India has embarked on national planning. The need for co-ordination of policies and administration in an ever-increasing number of matters is being increasingly felt. Further, it is not always possible that the political party in power at the Centre will also be in power in the States. In both these contingencies, which are more probable than improbable, co-ordination between the States, and between the Centre and the States, may not always be possible by persuasion. A single State, standing on its constitutional al1tonomy, can handicap national policies by non-co-operation. The Centre should have over-riding powers to ensure co-ordination and co-operation for national ends. Article 371 should be retained permanently and applied to all States. It will mean that the Centre will gain at the expense of the States. All realists acknowledge its inevitability.
But
it will be necessary that the Government of India should use it for truly
national purposes, not covered by law nor prohibited by it, and not for lesser
and other purposes, communal or personal. Their intervention should not only he
for bona fide national ends, but, as they say of justice, seem to be so.

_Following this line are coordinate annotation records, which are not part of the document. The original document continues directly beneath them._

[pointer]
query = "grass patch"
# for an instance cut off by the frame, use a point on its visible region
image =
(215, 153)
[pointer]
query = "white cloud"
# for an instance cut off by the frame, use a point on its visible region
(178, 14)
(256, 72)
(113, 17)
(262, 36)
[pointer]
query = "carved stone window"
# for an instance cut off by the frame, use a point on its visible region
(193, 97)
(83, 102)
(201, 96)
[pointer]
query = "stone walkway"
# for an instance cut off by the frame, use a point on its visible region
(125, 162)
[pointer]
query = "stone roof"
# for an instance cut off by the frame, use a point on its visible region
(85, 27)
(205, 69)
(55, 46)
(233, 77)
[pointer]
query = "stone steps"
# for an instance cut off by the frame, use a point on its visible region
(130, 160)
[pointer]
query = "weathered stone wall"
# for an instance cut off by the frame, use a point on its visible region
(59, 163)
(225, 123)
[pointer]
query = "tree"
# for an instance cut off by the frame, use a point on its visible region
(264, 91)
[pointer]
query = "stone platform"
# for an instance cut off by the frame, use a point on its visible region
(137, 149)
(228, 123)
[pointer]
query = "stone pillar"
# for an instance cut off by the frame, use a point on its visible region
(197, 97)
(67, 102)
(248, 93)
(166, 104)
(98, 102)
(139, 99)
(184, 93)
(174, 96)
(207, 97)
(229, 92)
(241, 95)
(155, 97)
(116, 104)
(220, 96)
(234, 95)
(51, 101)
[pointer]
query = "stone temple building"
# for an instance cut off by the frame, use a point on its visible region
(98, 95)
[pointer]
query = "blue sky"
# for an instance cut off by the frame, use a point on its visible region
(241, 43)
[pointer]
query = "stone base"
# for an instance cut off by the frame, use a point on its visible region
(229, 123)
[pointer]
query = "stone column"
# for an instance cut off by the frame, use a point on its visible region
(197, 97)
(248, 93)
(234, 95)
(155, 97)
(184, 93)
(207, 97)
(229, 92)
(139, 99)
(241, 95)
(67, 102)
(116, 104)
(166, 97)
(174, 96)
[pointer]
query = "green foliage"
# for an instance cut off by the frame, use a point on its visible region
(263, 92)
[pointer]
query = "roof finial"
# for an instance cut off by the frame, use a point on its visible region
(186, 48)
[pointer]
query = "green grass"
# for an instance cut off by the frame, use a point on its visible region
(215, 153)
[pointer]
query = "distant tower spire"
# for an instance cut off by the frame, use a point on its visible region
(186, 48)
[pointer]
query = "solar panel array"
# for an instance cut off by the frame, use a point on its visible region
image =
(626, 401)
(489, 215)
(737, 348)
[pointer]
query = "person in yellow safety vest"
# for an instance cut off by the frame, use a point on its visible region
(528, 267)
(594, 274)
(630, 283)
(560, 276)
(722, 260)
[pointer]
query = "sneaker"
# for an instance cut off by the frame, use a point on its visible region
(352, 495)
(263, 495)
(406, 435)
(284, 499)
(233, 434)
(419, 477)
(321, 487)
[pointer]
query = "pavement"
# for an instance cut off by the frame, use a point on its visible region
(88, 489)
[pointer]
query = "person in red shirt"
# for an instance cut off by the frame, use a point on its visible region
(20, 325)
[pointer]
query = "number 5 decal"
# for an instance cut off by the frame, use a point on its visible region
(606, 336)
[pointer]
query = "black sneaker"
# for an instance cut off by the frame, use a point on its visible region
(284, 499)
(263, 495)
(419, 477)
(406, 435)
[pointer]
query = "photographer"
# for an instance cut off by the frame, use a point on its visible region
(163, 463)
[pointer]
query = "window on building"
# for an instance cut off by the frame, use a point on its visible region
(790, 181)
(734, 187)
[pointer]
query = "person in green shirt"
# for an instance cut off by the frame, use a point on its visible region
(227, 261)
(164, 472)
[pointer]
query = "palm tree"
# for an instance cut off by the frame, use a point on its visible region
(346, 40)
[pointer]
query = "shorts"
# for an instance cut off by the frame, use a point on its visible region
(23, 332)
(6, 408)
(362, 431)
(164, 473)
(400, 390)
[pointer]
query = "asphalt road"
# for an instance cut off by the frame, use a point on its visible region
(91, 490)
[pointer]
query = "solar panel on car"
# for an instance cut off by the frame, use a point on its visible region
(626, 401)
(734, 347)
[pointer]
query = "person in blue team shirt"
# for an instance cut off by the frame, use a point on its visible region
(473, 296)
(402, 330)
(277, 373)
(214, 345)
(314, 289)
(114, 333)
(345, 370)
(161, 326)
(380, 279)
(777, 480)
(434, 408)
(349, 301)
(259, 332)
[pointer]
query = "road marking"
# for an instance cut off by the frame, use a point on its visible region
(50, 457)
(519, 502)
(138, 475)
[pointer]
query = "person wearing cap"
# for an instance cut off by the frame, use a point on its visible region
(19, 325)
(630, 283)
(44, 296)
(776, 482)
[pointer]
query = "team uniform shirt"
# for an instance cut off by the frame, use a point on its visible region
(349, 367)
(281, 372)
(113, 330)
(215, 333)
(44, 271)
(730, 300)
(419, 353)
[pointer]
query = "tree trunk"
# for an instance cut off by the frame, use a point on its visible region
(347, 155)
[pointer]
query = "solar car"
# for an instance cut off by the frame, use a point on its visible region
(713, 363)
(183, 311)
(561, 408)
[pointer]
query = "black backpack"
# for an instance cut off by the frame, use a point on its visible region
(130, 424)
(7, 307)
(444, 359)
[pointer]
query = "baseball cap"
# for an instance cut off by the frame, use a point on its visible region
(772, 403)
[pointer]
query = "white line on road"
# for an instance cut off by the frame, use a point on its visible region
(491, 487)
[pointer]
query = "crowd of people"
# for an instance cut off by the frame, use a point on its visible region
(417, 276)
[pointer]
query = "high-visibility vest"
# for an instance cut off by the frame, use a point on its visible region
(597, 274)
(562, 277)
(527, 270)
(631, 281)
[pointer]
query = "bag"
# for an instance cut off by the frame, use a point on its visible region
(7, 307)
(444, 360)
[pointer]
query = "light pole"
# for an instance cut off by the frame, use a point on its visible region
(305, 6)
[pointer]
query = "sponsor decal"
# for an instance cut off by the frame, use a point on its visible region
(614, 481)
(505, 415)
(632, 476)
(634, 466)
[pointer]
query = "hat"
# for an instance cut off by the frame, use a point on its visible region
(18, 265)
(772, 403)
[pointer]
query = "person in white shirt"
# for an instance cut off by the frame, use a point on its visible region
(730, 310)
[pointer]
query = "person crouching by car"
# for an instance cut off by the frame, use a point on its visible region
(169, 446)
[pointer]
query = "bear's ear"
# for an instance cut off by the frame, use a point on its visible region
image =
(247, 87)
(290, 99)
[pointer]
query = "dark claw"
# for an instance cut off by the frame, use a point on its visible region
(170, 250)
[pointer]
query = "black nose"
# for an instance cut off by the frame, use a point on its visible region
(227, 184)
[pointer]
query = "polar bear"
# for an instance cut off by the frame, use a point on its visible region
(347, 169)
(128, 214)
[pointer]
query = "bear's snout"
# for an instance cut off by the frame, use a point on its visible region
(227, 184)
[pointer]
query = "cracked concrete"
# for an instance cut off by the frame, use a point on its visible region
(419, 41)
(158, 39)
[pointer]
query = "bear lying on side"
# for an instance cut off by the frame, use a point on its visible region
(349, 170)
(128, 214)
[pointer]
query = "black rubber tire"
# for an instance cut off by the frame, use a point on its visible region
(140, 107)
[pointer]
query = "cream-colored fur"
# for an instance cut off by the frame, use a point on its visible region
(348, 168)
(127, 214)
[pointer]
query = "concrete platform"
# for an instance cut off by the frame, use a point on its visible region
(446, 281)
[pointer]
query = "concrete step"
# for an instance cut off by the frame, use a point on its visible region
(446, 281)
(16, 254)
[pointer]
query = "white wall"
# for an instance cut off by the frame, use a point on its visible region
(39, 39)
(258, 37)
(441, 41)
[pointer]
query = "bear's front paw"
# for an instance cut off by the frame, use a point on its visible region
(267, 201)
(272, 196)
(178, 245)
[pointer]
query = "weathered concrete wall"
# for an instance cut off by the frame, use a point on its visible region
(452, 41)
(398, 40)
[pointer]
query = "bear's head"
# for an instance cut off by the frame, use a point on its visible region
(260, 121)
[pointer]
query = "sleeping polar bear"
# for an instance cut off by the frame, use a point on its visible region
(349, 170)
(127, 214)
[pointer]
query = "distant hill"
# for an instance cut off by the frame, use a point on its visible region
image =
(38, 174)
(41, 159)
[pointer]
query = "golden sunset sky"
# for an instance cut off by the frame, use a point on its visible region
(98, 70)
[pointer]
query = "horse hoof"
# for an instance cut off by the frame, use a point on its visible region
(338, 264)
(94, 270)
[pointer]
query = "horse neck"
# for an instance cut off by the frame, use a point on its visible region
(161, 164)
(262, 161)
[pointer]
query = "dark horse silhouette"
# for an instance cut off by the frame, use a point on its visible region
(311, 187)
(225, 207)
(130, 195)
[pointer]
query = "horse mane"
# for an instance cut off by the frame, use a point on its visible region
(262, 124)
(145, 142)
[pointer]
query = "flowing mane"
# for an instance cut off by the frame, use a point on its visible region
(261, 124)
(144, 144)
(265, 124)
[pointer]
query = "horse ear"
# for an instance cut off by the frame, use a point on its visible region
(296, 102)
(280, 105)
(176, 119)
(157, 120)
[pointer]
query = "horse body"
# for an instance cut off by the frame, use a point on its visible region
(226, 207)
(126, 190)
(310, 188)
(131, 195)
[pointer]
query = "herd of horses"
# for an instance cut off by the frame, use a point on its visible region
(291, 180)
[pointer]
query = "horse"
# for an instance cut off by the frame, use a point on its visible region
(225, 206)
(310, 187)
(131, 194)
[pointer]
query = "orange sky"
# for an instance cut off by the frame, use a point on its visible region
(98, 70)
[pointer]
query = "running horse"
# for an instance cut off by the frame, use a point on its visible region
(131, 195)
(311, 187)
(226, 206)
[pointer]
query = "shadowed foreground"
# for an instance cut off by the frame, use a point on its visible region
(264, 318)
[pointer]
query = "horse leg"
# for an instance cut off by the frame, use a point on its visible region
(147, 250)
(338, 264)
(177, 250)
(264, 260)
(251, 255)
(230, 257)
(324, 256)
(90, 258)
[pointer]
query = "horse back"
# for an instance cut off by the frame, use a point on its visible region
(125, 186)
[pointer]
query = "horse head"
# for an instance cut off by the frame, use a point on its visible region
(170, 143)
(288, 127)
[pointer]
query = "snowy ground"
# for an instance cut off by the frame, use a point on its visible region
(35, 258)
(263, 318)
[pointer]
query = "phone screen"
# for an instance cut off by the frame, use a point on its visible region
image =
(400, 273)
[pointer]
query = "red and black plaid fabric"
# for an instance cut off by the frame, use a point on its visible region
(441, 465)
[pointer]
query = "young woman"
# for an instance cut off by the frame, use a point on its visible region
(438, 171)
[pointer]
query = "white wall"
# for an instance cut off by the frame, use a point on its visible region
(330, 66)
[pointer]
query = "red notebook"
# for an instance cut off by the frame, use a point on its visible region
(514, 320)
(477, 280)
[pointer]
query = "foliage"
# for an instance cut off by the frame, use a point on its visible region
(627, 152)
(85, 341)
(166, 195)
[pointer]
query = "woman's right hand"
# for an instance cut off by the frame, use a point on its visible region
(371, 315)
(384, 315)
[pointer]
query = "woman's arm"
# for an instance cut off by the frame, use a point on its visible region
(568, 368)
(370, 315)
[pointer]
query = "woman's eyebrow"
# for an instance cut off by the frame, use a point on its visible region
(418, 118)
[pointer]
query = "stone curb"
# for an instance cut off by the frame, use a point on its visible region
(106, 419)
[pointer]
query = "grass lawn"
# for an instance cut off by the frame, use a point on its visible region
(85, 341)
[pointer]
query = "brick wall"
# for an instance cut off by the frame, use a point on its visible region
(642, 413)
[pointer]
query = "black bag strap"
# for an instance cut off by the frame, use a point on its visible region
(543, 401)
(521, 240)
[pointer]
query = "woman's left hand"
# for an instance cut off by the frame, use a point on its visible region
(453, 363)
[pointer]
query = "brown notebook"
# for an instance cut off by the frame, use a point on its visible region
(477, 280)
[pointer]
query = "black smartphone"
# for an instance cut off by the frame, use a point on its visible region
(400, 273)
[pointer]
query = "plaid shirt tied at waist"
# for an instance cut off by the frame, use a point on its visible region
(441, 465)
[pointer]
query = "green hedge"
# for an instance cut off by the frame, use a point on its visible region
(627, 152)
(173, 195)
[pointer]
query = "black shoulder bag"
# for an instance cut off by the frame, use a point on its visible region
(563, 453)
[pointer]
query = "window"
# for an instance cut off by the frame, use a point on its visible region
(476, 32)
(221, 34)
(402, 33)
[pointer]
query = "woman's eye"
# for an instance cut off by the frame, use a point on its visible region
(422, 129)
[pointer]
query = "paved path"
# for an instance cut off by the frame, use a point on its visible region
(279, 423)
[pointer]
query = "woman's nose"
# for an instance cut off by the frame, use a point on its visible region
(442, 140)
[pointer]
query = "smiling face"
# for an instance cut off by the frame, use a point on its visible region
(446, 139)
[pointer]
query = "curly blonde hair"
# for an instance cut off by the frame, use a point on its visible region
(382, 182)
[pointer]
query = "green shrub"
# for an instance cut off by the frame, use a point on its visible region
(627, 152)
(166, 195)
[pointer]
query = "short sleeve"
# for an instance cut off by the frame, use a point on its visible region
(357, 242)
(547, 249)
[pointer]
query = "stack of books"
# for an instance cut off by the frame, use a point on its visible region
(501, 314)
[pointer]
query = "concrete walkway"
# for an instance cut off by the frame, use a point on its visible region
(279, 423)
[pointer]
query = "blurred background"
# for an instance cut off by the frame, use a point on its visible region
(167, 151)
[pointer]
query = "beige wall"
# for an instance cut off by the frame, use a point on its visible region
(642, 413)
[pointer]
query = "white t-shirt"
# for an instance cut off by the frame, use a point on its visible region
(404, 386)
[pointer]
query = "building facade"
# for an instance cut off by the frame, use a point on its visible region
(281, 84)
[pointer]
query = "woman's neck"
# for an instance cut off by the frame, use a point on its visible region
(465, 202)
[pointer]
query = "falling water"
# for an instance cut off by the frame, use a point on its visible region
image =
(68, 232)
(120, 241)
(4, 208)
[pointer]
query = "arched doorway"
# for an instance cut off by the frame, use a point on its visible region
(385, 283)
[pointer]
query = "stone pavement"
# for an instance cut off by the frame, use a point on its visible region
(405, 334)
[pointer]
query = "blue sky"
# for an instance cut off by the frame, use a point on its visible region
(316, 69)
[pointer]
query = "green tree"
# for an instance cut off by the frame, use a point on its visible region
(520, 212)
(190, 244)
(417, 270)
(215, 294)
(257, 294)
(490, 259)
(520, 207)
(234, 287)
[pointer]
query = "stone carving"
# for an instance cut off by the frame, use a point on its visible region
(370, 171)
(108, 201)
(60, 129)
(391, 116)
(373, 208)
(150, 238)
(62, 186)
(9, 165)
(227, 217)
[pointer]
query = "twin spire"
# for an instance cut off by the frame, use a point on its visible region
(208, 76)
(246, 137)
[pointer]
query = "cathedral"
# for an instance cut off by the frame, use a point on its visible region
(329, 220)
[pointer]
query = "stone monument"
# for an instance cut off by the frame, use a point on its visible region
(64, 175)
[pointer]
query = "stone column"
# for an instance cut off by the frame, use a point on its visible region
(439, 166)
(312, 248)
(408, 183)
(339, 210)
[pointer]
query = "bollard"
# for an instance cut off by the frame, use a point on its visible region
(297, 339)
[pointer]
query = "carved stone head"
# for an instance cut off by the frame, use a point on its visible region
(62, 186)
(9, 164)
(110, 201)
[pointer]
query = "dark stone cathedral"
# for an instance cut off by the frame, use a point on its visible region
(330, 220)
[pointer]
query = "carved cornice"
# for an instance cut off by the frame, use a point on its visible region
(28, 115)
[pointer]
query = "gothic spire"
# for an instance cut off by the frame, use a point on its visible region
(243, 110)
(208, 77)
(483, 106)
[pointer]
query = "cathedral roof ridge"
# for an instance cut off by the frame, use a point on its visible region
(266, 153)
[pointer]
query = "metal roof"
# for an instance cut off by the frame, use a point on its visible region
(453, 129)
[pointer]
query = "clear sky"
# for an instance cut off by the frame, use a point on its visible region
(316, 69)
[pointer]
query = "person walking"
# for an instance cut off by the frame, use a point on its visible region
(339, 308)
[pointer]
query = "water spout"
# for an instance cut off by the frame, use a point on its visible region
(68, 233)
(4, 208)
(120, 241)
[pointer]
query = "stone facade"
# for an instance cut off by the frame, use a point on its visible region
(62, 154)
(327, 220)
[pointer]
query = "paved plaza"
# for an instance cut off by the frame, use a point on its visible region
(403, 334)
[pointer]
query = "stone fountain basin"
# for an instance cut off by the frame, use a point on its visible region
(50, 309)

Their intervention in the Raju case is und to make the bona fides of the
Government of India suspect, and may gather momentum for the elimination of
Article 371 even in Part B States earlier than ten years. That would be a
misfortune.
At
the same time, the Supreme Court should be empowered to transfer, or even withdraw,
cases, if and when it deems fit in the interests of justice. Since opinion
seems to be unanimous about its desirability, it may be possible to secure it
by an Ordinance immediately after consulting all the parties concerned.
It
is satisfying to watch some of the hot-gospellers of federation, in the sense
of the division of sovereignty between the Centre and the States, gradually, if
reluctantly, realising the folly of federation and accommodating themselves to
increased centralisation. If the Government of India exercise supervisory power
over the States under Article 371, and the Supreme Court does similarly over
the judiciary in all the States, it will be a great step forward towards the
restoration of unitary Government in India, which may well be accompanied by
extensive delegation of powers to the States. Time and tide are with a
sovereign Centre delegating powers to subordinate States, and not with the
division of sovereignty between the Centre and the States.